Modernisierung: Der Kanal soll vor Kiel begradigt werden. Das Planfeststellungsverfahren dazu ist fast abgeschlossen.

Zwei große und zwei kleine Schleusen ermöglichen den Schiffen in Brunsbüttel die Einfahrt in den Kanal. Drei davon sind jetzt ausgefallen. Das bedeutet, dass fast zwei Drittel der Ladung nicht durch den Kanal kommen – fatal gerade auch für den Hamburger Hafen.

Im April 2012 hatte der Bundesverkehrsminister den ersten Spatenstich zum Bau einer fünften Schleusenkammer getan. Sie soll es ermöglichen, die beiden großen Kammern aus der Kaiserzeit zu sanieren, ohne den Verkehr der großen Schiffe zum Erliegen zu bringen. Bis zum Sommer vergangenen Jahres hätte der Auftrag europaweit ausgeschrieben werden sollen, eventuell schon im Jahr 2017 wäre die Schleusenkammer fertig – so war es geplant.
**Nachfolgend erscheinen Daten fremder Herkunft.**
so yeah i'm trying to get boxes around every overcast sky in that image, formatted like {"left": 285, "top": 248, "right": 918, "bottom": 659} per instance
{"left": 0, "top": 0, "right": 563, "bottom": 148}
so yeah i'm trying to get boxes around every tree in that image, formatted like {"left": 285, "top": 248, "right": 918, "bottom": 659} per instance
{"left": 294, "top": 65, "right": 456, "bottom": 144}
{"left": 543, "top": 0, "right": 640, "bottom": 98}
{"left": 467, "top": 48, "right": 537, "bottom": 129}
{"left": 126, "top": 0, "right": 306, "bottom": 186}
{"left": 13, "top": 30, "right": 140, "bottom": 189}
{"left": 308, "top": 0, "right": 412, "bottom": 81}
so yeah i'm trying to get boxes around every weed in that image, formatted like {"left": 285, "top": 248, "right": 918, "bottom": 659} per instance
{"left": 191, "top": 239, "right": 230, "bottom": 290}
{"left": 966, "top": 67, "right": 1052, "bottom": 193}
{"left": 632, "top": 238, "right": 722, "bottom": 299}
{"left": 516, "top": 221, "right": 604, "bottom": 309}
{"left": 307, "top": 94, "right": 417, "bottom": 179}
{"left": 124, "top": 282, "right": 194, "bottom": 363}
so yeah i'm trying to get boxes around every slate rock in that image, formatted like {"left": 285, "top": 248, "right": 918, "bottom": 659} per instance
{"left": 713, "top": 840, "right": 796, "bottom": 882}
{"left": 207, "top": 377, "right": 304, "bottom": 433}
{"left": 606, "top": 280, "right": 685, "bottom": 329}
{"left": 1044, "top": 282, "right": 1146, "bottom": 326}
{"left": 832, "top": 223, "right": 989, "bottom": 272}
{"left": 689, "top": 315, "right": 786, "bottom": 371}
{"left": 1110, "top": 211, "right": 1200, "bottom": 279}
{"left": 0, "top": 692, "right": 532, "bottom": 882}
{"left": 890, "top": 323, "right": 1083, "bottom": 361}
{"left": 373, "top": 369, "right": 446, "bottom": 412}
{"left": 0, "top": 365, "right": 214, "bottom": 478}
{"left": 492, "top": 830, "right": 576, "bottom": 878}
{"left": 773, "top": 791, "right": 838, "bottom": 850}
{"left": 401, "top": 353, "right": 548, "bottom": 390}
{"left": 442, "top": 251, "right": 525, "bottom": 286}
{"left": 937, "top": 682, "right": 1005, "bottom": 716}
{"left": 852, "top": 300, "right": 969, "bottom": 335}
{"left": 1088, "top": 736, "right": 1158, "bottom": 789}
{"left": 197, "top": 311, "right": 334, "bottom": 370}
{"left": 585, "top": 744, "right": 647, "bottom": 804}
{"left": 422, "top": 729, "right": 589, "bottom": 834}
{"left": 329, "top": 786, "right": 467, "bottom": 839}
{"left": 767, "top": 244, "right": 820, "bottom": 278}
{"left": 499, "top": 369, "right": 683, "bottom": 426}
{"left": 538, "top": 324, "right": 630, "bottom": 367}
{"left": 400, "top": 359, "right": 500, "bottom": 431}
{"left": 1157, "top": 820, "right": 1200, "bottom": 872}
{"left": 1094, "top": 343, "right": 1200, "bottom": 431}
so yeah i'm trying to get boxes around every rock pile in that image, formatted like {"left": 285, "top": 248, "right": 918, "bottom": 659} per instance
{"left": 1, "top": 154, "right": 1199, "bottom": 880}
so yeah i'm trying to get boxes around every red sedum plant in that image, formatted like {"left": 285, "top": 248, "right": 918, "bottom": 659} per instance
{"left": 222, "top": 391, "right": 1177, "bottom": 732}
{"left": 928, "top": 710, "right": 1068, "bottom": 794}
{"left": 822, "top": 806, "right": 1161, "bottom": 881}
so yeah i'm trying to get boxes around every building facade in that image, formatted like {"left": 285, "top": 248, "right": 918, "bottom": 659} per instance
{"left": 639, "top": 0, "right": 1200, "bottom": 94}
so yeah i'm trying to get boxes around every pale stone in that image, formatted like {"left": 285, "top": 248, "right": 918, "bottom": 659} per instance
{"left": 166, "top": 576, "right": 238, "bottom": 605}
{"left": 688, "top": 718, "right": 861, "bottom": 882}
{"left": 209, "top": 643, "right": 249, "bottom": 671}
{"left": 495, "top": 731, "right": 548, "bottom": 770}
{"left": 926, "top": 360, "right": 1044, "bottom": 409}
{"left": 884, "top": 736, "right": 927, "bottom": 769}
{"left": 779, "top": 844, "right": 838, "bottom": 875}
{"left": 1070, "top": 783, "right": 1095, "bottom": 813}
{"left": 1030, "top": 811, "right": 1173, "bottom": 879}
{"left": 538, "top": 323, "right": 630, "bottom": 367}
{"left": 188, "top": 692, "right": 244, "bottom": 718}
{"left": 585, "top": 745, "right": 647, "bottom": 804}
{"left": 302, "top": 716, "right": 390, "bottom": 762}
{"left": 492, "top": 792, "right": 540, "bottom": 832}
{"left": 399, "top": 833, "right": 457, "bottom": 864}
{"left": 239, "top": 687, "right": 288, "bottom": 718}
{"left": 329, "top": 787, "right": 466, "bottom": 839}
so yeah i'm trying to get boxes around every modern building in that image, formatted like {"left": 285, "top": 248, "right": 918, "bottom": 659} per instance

Veröffentlicht wurde die Ausschreibung bis heute allerdings nicht. „Wir sind in der Endphase“, sagte noch in dieser Woche Claudia Thoma von der Wasser- und Schifffahrtsdirektion (WSD) Nord in Kiel. Das Vorhaben sei komplex, man habe die Ausschreibung juristisch wasserdicht machen wollen. Vorarbeiten seien immerhin erledigt.
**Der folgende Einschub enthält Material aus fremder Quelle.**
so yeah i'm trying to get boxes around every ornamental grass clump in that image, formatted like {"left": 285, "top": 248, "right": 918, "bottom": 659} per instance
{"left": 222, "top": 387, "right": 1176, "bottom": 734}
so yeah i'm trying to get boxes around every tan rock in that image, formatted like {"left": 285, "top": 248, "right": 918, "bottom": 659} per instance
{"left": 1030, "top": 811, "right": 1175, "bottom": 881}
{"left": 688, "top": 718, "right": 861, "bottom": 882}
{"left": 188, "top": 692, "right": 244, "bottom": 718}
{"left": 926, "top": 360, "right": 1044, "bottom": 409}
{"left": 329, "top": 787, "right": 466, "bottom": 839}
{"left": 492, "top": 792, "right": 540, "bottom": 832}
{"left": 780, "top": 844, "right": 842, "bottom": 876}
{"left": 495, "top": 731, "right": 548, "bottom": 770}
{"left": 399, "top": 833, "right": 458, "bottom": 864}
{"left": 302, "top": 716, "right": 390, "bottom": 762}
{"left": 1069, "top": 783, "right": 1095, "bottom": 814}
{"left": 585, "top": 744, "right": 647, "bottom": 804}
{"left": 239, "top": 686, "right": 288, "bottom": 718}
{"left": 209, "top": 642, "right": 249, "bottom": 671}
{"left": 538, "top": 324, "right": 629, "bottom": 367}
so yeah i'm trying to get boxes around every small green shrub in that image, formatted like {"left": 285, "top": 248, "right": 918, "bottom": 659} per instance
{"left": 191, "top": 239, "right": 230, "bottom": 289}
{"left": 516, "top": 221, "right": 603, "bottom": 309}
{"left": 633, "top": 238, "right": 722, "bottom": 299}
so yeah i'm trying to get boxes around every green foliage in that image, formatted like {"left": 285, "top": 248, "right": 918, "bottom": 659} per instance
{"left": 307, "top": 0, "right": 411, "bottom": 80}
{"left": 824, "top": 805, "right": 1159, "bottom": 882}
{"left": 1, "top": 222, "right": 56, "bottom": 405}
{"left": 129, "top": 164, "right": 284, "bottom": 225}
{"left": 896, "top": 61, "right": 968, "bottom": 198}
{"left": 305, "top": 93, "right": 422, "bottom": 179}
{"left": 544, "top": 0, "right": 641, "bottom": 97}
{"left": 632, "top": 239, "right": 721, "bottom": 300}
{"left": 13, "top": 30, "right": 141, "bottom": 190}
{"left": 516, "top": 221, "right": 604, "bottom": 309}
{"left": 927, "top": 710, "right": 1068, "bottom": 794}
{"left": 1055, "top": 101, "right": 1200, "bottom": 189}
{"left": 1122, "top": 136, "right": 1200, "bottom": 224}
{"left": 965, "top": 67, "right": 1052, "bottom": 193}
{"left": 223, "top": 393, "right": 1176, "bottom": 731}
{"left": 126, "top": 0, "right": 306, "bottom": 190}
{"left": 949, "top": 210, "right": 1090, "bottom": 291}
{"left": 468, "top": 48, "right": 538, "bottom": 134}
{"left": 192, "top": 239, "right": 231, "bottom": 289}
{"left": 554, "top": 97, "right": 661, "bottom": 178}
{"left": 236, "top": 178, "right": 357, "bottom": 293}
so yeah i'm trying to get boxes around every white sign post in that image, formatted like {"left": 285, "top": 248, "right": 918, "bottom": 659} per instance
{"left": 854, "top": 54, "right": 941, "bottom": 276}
Aus Sicht der Kieler Landesregierung hat das Bundesverkehrsministerium ein offensichtliches Problem ignoriert: Regierung, Opposition, Verbände – alle hätten davor gewarnt, dass der jetzige Zustand eintreten könnte, sagt Regierungssprecher Carsten Maltzan. „Und es ist nichts passiert.“

Die Landesregierung sieht einen Zusammenhang mit der von Ramsauer vorangetriebenen und von Kiel kritisierten Umstrukturierung der Wasserschifffahrtsdirektionen. „Es gibt erhebliche Probleme durch die WSD-Reform, die zu einer hohen Personalfluktuation führt und damit Planungskapazitäten einschränkt“, kritisiert der Kieler Verkehrsminister Reinhard Meyer (SPD).

Auch die Hamburger machen Druck: Die dortige Handelskammer als Vertretung der Wirtschaft sieht die Standortvorteile der deutschen Seehäfen gegenüber der Konkurrenz bedroht. Der Bund sei jetzt in der Pflicht, „nicht nur sofort die Schleusentechnik aus dem Beginn des 20. Jahrhunderts zu reparieren, sondern diese umgehend durch vollständig neue Technik für das 21. Jahrhundert fit zu machen“.

Innerhalb der nächsten vier Wochen soll es nach Angaben des Kieler Verkehrs- und Wirtschaftsministeriums ein Treffen aller Beteiligten geben. Das habe Ramsauer Landesminister Meyer (SPD) in einem Gespräch zugesagt.